Minnesota fire officials are trying to strike a deal that would require sprinklers in all new single-family homes built in Minnesota, but homebuilders aren’t budging in their opposition.
The Minnesota Fire Chiefs Association feels strongly enough about the issue that it’s willing to eliminate some existing code requirements — including egress windows in basement sleeping rooms — in exchange for mandatory sprinklers. Homebuilders continue to call sprinklers unnecessary and expensive.
Last week, by an 8-3 vote with one abstention, a technical advisory code committee rejected the fire chief-supported proposal, but the issue is far from settled.
The Minnesota Department of Labor and Industry is reviewing numerous code-related proposals, including fire sprinklers.
James Honerman, labor and industry spokesman, said that the department is working with stakeholders and reviewing recommendations and that “we will continue to work with them before we make any final decisions. ”
Honerman said he doesn’t have a time frame for when that will happen.
Fire sprinklers are just one of the myriad code-related issues under review. The labor and industry website lists 13 advisory committees looking at issues such as radon, elevators, plumbing and accessibility.
Minnesota is in the process of adopting a new code based on the 2012 International Residential Code (IRC), which requires fire sprinklers in new single-family homes.
It’s up to individual states to adopt codes such as the IRC and amend them as they see fit. Minnesota’s labor and industry officials have assembled advisory committees to weigh in and vote on proposed code changes.
In December, one of the committees voted in favor of a builder-supported amendment to remove the fire sprinkler requirement from the IRC. In response, the Fire Chiefs Association floated several code proposals of its own.
Most notably, under the fire chiefs’ plan, sprinklers would be required by code but some current requirements — including egress windows in basement sleeping rooms and interconnected smoke alarms — would be eliminated.
Such trade-offs would roughly cut in half the estimated $4,000 cost of equipping a typical single-family home with a fire sprinkler, said Nyle Zikmund, chief of the Spring Lake Park fire department and a legislative leader for Minnesota fire chiefs.
Zikmund said the builders appear unwilling to compromise. The only concession the builders seemed open to was requiring sprinklers for two-family homes, he said.
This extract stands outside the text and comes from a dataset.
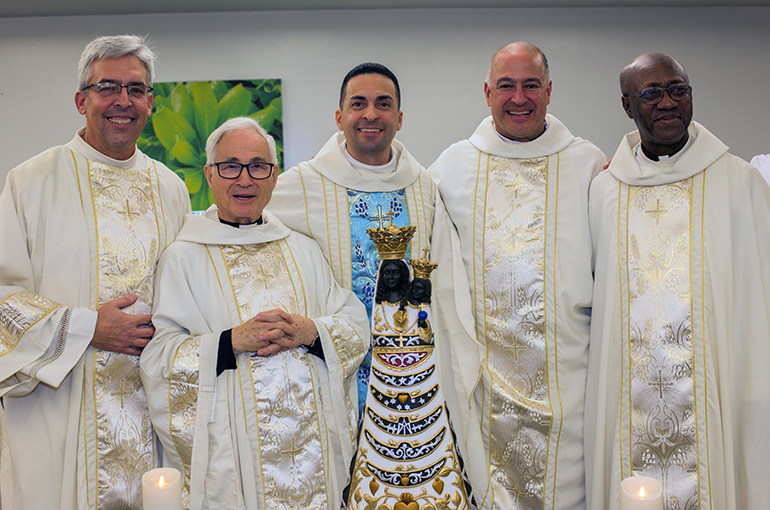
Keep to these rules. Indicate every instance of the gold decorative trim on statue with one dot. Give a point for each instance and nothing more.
(391, 241)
“We thought we came to the 50-yard line, and they came to the one-yard line on their side,” he said.
Zikmund added he’s not surprised that the advisory committee voted the way it did because the committee is controlled by builder interests.
Wendy Danks, marketing director for the Builders Association of the Twin Cities, said in a phone message that fire sprinklers are “a very complex and emotional issue, and we have made our stand clear at the Capitol. ”
According to the Builders Association of Minnesota, 27 states have already removed the sprinkler requirement from the IRC, including Wisconsin, North and South Dakota and Iowa.
The state builders association says that fires are more of a concern in older homes and that smoke alarms are more effective in saving lives. Moreover, sprinklers already are an option for homeowners who want them, BAM noted.
From 1998 to 2010, six of 187 civilian fire deaths in Minnesota single-family homes occurred in homes built in the 1990s and 2000s, according to a builders association assessment of Minnesota Fire Marshals Office data.
Cost is another factor. Builders say the actual cost of adding sprinklers can be much higher than the fire chiefs’ estimate, especially in rural homes with well water, where a booster pump is necessary.
In its supporting materials, the Minnesota builders group presented a fire sprinkler estimate for a new 3,086-square-foot single-family home on a municipal well supply. Under that estimate from Minneapolis-based Lifesaver Fire Protection, the cost to the homeowner was $17,842.